3.2 Regulatory and Ethical Considerations


2026 Syllabus Objectives

By the end of this topic, you should be able to understand:

3.2.1 International Accounting Standards

  • The main provisions of: IAS 1, IAS 2, IAS 7, IAS 8, IAS 10, IAS 16, IAS 36, IAS 37, IAS 38

3.2.2 Ethical Considerations

  • Why accounting needs an ethical framework
  • The five fundamental principles of professional ethics
  • How ethical behaviour affects businesses and their stakeholders
  • The social implications of accounting decisions

3.2.3 Auditing and Stewardship of Limited Companies

  • The role and responsibilities of an auditor
  • The difference between external and internal audit
  • The difference between a qualified and unqualified audit report
  • Stewardship and the responsibilities of directors to shareholders
  • What "true and fair view" means in financial statements
  • How to use ethical and auditing knowledge to make informed business decisions

3.2.1 International Accounting Standards (IAS)

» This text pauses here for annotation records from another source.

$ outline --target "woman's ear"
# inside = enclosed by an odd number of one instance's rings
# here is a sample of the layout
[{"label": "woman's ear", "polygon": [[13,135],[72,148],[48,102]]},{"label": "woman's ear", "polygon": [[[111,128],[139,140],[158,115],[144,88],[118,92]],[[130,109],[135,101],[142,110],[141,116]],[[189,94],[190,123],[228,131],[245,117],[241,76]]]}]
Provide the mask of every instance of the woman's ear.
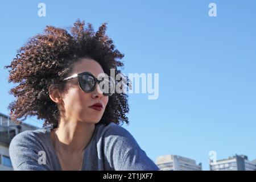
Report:
[{"label": "woman's ear", "polygon": [[61,94],[57,88],[51,88],[48,89],[49,96],[55,103],[60,104],[62,102]]}]

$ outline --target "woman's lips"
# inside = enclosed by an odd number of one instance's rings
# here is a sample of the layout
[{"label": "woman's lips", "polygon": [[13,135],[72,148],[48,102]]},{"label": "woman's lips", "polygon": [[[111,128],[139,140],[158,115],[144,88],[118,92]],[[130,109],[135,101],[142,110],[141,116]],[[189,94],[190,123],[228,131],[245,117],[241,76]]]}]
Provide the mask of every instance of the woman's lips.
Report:
[{"label": "woman's lips", "polygon": [[98,107],[98,106],[90,106],[90,107],[89,107],[92,108],[93,109],[94,109],[96,110],[97,110],[98,111],[100,111],[102,109],[102,107]]}]

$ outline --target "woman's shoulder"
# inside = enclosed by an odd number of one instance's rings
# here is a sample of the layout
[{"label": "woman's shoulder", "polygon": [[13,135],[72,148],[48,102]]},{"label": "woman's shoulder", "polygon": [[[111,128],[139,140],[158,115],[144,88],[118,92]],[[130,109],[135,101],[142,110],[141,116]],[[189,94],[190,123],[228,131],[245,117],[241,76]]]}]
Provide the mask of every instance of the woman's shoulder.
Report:
[{"label": "woman's shoulder", "polygon": [[97,133],[100,133],[105,137],[108,136],[132,136],[126,129],[113,122],[111,122],[108,125],[100,124],[98,125],[97,127]]},{"label": "woman's shoulder", "polygon": [[97,140],[104,142],[105,146],[138,146],[137,141],[127,130],[114,123],[110,123],[106,126],[98,126],[96,135]]}]

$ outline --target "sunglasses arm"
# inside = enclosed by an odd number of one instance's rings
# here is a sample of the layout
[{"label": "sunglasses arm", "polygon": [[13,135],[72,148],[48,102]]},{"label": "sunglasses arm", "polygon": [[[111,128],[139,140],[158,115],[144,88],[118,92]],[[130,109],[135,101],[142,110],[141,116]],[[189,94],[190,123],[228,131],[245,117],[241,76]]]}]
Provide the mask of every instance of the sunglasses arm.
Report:
[{"label": "sunglasses arm", "polygon": [[75,74],[72,76],[71,76],[67,78],[65,78],[64,79],[63,79],[62,81],[65,81],[65,80],[71,80],[75,78],[76,78],[77,77],[77,74]]}]

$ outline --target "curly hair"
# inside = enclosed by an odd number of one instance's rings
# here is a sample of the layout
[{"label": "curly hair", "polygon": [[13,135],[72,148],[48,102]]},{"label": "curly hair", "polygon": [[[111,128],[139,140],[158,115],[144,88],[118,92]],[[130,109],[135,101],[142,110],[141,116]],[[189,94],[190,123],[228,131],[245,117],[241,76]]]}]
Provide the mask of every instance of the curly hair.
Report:
[{"label": "curly hair", "polygon": [[[46,26],[43,34],[30,38],[10,65],[5,67],[11,68],[9,82],[19,83],[9,91],[15,97],[8,107],[13,121],[37,115],[38,119],[43,119],[44,127],[52,125],[57,127],[60,107],[51,100],[49,93],[53,88],[64,90],[65,83],[60,80],[72,72],[72,64],[80,59],[94,59],[109,75],[110,69],[114,69],[115,75],[122,74],[118,67],[123,67],[121,60],[124,55],[115,49],[113,40],[105,35],[107,23],[103,23],[97,32],[90,23],[85,24],[84,20],[79,19],[68,30]],[[110,96],[98,123],[128,124],[127,97],[125,93]]]}]

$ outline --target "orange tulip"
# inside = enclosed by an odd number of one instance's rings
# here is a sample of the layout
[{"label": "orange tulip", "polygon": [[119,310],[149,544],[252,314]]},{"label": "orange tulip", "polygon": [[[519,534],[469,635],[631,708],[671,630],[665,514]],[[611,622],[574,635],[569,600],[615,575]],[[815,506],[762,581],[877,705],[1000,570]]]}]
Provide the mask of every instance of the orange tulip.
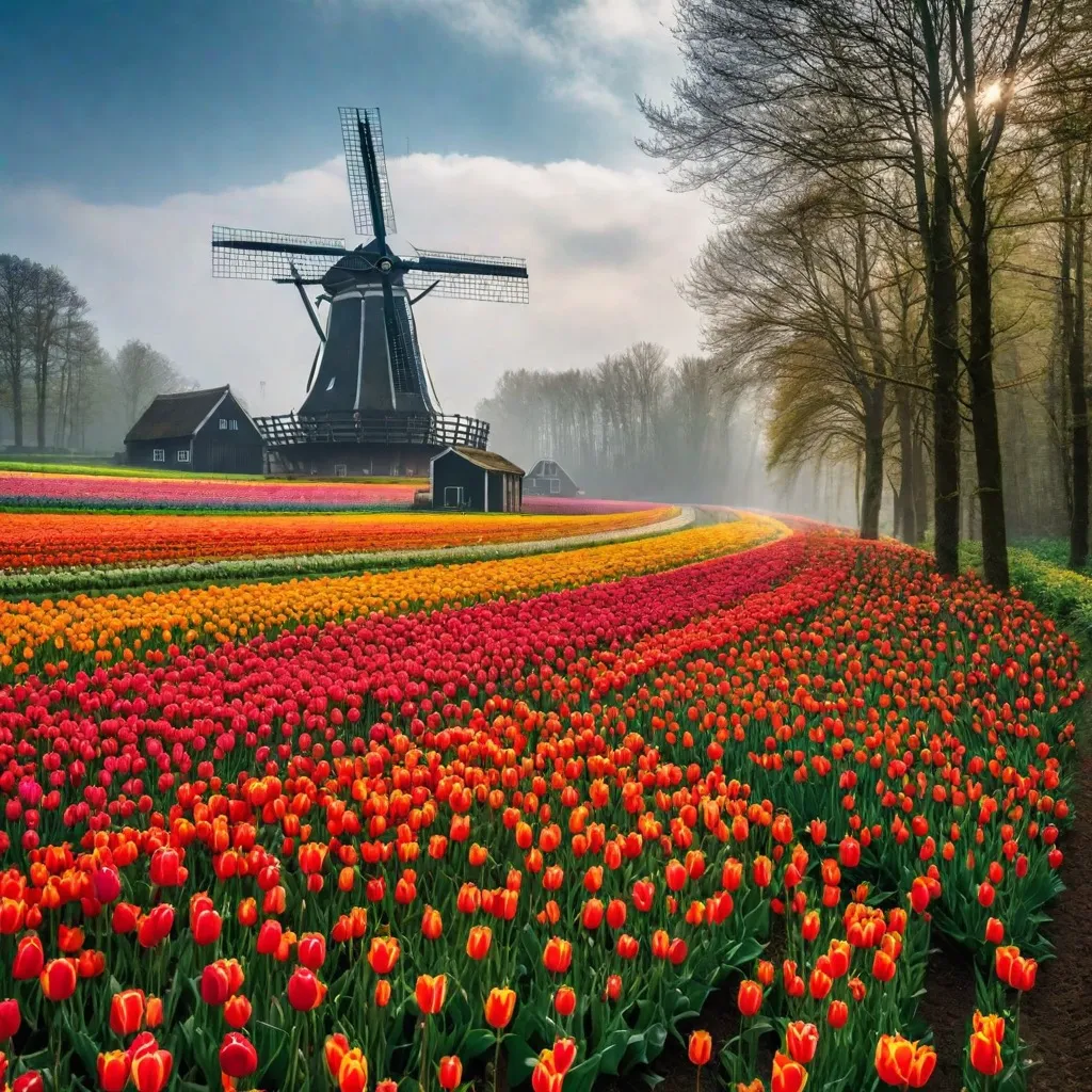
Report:
[{"label": "orange tulip", "polygon": [[51,959],[38,975],[46,1000],[63,1001],[75,993],[80,973],[74,959]]},{"label": "orange tulip", "polygon": [[327,1041],[322,1047],[322,1056],[325,1058],[327,1069],[334,1080],[337,1079],[342,1058],[346,1054],[348,1054],[348,1040],[341,1032],[327,1036]]},{"label": "orange tulip", "polygon": [[45,965],[45,950],[41,940],[36,933],[23,937],[15,948],[15,958],[12,960],[11,976],[16,982],[28,978],[37,978],[41,974]]},{"label": "orange tulip", "polygon": [[806,1066],[816,1056],[819,1029],[812,1023],[796,1020],[785,1029],[785,1042],[793,1060]]},{"label": "orange tulip", "polygon": [[485,1022],[500,1031],[507,1028],[515,1011],[515,990],[494,986],[485,999]]},{"label": "orange tulip", "polygon": [[135,1035],[144,1022],[146,998],[143,989],[126,989],[110,1000],[110,1031],[115,1035]]},{"label": "orange tulip", "polygon": [[297,1012],[310,1012],[317,1009],[327,996],[327,987],[314,976],[314,972],[306,966],[297,966],[288,980],[288,1004]]},{"label": "orange tulip", "polygon": [[170,1078],[173,1060],[169,1051],[149,1049],[138,1053],[132,1059],[132,1079],[136,1092],[161,1092]]},{"label": "orange tulip", "polygon": [[560,1017],[571,1017],[577,1008],[577,993],[572,986],[558,986],[554,995],[554,1008]]},{"label": "orange tulip", "polygon": [[974,1031],[968,1053],[971,1065],[986,1077],[996,1077],[1005,1063],[1001,1059],[1001,1040],[1005,1037],[1005,1020],[990,1013],[974,1013]]},{"label": "orange tulip", "polygon": [[364,1056],[364,1052],[359,1047],[346,1051],[337,1065],[340,1092],[364,1092],[367,1087],[368,1059]]},{"label": "orange tulip", "polygon": [[431,906],[425,907],[425,915],[420,919],[420,931],[429,940],[439,940],[443,934],[443,918],[438,910]]},{"label": "orange tulip", "polygon": [[466,954],[471,959],[485,959],[492,943],[492,929],[488,925],[475,925],[466,938]]},{"label": "orange tulip", "polygon": [[762,987],[751,978],[739,983],[739,994],[736,998],[739,1012],[748,1019],[762,1007]]},{"label": "orange tulip", "polygon": [[937,1065],[931,1046],[919,1046],[902,1035],[881,1035],[876,1044],[876,1072],[886,1084],[924,1088]]},{"label": "orange tulip", "polygon": [[565,974],[572,963],[572,945],[560,937],[550,937],[543,951],[543,965],[554,974]]},{"label": "orange tulip", "polygon": [[395,937],[372,937],[368,962],[376,974],[390,974],[401,953],[402,948]]},{"label": "orange tulip", "polygon": [[224,1002],[224,1020],[229,1028],[234,1028],[236,1031],[247,1026],[252,1011],[253,1006],[251,1006],[249,998],[244,997],[242,994],[233,994]]},{"label": "orange tulip", "polygon": [[122,1092],[129,1083],[129,1058],[124,1051],[109,1051],[98,1056],[98,1087],[103,1092]]},{"label": "orange tulip", "polygon": [[456,1055],[440,1058],[440,1088],[452,1092],[463,1079],[463,1064]]},{"label": "orange tulip", "polygon": [[709,1059],[713,1056],[713,1037],[708,1031],[695,1031],[690,1033],[687,1054],[693,1065],[709,1065]]},{"label": "orange tulip", "polygon": [[438,974],[435,977],[430,974],[419,975],[414,989],[417,1008],[426,1016],[436,1016],[443,1008],[447,993],[448,976],[446,974]]},{"label": "orange tulip", "polygon": [[800,1092],[807,1082],[808,1071],[798,1061],[780,1051],[773,1056],[770,1092]]}]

What Are International Accounting Standards?

International Accounting Standards (IAS) are a set of rules that tell accountants and businesses how to record and report financial information. Think of them like a rulebook — they make sure every company prepares its accounts in the same way, so that anyone reading the accounts (investors, banks, the government) can understand and compare them easily.

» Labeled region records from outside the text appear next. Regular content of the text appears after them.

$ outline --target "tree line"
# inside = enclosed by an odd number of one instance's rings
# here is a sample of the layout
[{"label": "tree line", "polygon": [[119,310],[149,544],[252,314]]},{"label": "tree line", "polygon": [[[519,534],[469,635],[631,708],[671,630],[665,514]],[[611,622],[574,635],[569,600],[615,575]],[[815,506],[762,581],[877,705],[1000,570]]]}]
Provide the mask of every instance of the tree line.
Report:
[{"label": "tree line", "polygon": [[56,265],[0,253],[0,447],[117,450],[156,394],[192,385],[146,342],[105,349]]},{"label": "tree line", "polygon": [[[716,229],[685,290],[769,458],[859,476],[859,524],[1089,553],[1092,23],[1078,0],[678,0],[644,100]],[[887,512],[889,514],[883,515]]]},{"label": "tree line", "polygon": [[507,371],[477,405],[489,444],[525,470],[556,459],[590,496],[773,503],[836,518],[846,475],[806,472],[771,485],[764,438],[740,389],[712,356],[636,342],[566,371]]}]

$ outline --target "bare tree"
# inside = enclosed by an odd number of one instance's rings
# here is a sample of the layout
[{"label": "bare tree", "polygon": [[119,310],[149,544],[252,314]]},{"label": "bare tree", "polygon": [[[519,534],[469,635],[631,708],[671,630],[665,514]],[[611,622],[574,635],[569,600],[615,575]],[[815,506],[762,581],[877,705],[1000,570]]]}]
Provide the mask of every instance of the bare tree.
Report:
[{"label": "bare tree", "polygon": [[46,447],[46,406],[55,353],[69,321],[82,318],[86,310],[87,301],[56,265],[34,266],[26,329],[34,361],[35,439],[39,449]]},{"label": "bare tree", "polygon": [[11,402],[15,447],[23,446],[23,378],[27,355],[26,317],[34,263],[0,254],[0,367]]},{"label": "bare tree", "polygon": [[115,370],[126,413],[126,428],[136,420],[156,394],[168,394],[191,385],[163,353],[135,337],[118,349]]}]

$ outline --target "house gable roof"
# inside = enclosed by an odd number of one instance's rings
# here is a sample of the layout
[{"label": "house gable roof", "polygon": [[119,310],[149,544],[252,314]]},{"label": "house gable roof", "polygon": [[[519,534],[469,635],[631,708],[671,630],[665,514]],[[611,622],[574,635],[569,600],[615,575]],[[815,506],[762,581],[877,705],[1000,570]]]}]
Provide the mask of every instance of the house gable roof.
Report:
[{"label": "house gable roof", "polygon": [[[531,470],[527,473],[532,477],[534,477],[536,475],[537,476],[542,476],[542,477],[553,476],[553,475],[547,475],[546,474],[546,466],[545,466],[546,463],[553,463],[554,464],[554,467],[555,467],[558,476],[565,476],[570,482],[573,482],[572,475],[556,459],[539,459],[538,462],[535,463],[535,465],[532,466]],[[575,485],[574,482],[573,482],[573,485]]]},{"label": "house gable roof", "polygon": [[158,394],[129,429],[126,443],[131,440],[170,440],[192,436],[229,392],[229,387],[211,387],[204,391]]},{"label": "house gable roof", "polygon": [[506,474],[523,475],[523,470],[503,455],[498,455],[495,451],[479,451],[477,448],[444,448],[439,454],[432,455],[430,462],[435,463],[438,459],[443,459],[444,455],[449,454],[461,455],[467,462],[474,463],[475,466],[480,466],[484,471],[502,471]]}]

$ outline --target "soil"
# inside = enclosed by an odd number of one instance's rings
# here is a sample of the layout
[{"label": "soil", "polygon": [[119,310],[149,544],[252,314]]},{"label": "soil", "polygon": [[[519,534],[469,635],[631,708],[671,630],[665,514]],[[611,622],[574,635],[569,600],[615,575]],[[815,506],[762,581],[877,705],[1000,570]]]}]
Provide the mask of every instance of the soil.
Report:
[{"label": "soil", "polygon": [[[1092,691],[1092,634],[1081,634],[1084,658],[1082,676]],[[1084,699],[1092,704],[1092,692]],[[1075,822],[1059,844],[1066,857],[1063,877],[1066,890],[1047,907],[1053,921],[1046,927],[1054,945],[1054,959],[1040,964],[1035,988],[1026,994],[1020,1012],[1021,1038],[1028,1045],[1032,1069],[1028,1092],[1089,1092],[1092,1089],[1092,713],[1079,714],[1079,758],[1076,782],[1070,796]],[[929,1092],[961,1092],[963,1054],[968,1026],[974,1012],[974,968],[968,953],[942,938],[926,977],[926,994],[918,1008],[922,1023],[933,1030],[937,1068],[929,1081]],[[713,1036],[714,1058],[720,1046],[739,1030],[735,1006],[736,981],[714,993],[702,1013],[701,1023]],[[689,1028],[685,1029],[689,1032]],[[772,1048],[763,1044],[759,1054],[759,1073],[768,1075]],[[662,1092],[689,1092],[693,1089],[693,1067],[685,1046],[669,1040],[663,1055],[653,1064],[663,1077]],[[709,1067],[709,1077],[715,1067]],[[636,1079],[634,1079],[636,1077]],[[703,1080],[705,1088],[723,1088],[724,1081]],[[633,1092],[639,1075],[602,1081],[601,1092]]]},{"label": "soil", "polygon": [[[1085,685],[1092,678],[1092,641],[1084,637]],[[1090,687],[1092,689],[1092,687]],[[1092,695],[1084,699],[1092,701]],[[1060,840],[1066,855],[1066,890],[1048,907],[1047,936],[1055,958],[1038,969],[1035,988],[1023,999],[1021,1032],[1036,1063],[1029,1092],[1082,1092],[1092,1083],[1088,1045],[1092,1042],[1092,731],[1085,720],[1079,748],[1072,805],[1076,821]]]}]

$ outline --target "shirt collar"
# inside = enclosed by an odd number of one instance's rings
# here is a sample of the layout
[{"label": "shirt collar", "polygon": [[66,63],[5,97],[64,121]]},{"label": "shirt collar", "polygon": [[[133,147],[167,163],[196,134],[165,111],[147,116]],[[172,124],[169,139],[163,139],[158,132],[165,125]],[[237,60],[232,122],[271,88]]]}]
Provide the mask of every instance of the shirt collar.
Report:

Without these rules, one company might value its stock differently from another, making it impossible to compare them fairly.

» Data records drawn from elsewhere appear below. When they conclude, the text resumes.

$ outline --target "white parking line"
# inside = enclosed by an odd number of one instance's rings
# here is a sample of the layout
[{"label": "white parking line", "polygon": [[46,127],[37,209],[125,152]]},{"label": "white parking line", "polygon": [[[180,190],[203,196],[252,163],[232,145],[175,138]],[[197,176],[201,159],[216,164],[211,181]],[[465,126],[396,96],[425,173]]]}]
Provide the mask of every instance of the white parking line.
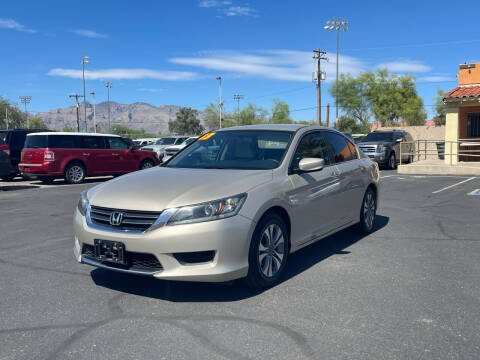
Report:
[{"label": "white parking line", "polygon": [[451,189],[451,188],[452,188],[452,187],[454,187],[454,186],[458,186],[458,185],[464,184],[464,183],[466,183],[466,182],[468,182],[468,181],[470,181],[470,180],[473,180],[473,179],[475,179],[475,177],[468,178],[468,179],[466,179],[466,180],[463,180],[463,181],[460,181],[460,182],[458,182],[458,183],[456,183],[456,184],[453,184],[453,185],[450,185],[450,186],[444,187],[443,189],[436,190],[436,191],[432,192],[432,194],[438,194],[439,192],[442,192],[442,191],[445,191],[445,190]]}]

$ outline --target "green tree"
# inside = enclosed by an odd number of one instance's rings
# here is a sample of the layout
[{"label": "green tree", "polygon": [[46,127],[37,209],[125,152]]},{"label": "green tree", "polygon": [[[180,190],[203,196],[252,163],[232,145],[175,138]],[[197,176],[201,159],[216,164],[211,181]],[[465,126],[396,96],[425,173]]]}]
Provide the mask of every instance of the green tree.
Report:
[{"label": "green tree", "polygon": [[5,129],[7,124],[5,122],[5,109],[8,113],[8,128],[25,128],[26,118],[25,114],[20,111],[18,106],[12,105],[7,99],[0,96],[0,129]]},{"label": "green tree", "polygon": [[28,126],[30,129],[43,129],[47,130],[48,126],[45,125],[41,117],[33,116],[28,119]]},{"label": "green tree", "polygon": [[338,89],[338,106],[350,118],[349,122],[353,119],[362,127],[367,127],[370,119],[368,85],[367,74],[357,78],[340,74],[338,83],[330,87],[330,94],[334,98]]},{"label": "green tree", "polygon": [[204,131],[200,120],[197,118],[197,110],[182,107],[177,112],[177,117],[168,122],[170,132],[182,135],[199,135]]},{"label": "green tree", "polygon": [[249,103],[238,114],[237,125],[253,125],[267,123],[268,111]]},{"label": "green tree", "polygon": [[[68,130],[67,130],[68,131]],[[115,124],[110,128],[110,133],[128,137],[131,139],[155,137],[155,134],[145,131],[145,129],[131,129],[128,126]]]},{"label": "green tree", "polygon": [[437,96],[433,100],[435,102],[435,117],[433,120],[436,126],[445,125],[447,120],[447,107],[443,103],[444,96],[445,92],[442,89],[437,89]]},{"label": "green tree", "polygon": [[272,116],[269,122],[272,124],[291,124],[293,122],[290,117],[290,107],[286,102],[273,99]]}]

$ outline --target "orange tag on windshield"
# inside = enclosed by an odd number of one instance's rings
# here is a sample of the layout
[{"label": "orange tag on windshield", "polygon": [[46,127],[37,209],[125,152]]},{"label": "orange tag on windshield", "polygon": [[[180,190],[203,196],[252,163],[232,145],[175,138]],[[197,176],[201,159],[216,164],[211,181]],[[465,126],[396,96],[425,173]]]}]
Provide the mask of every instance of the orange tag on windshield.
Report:
[{"label": "orange tag on windshield", "polygon": [[198,141],[208,140],[208,139],[210,139],[213,135],[215,135],[215,132],[206,133],[205,135],[200,136],[200,137],[198,138]]}]

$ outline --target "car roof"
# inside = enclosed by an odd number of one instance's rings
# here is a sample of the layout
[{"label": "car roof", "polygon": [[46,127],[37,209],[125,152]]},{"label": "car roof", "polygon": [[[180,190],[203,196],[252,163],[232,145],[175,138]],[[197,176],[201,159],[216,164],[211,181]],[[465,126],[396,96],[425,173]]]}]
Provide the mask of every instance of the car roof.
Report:
[{"label": "car roof", "polygon": [[323,126],[315,125],[302,125],[302,124],[255,124],[255,125],[243,125],[232,126],[228,128],[218,129],[215,131],[230,131],[230,130],[278,130],[278,131],[297,131],[299,129],[311,127],[319,129],[328,129]]},{"label": "car roof", "polygon": [[99,133],[79,133],[79,132],[53,132],[53,131],[44,131],[28,134],[27,136],[36,136],[36,135],[79,135],[79,136],[113,136],[120,137],[119,135],[114,134],[99,134]]}]

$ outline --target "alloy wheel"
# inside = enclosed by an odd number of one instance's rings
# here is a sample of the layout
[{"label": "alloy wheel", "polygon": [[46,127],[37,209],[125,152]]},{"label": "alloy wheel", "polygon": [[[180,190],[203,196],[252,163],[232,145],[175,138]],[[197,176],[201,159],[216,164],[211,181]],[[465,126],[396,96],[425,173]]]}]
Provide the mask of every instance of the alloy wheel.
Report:
[{"label": "alloy wheel", "polygon": [[285,256],[285,237],[280,226],[268,225],[262,233],[258,247],[258,264],[262,274],[271,278],[280,270]]}]

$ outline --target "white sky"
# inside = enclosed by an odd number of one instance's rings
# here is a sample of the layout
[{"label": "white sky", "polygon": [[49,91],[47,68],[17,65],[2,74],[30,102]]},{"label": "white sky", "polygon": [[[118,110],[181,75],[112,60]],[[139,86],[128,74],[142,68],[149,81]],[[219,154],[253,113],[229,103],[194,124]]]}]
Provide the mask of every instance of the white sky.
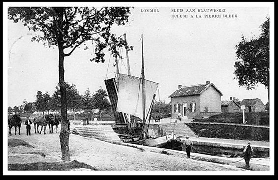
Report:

IAS 1 — Presentation of Financial Statements

Main idea: This standard sets out how financial statements must be presented. It ensures that financial statements are complete, consistent, and comparable from year to year and between businesses.

Key requirements:

  • A complete set of financial statements must include: a statement of financial position (the balance sheet), a statement of profit or loss, a statement of changes in equity, a statement of cash flows, and notes to the accounts.
  • Financial statements must give a fair presentation of the company's position and performance.
  • Businesses must use consistent accounting policies — meaning they apply the same rules each year so results can be compared.
  • If something is important enough that leaving it out would affect a reader's decision, it must be disclosed (materiality).
  • Assets and liabilities, or income and expenses, must not be offset (netted off) against each other unless a standard specifically allows it.
  • Comparative figures from the previous year must be shown alongside the current year.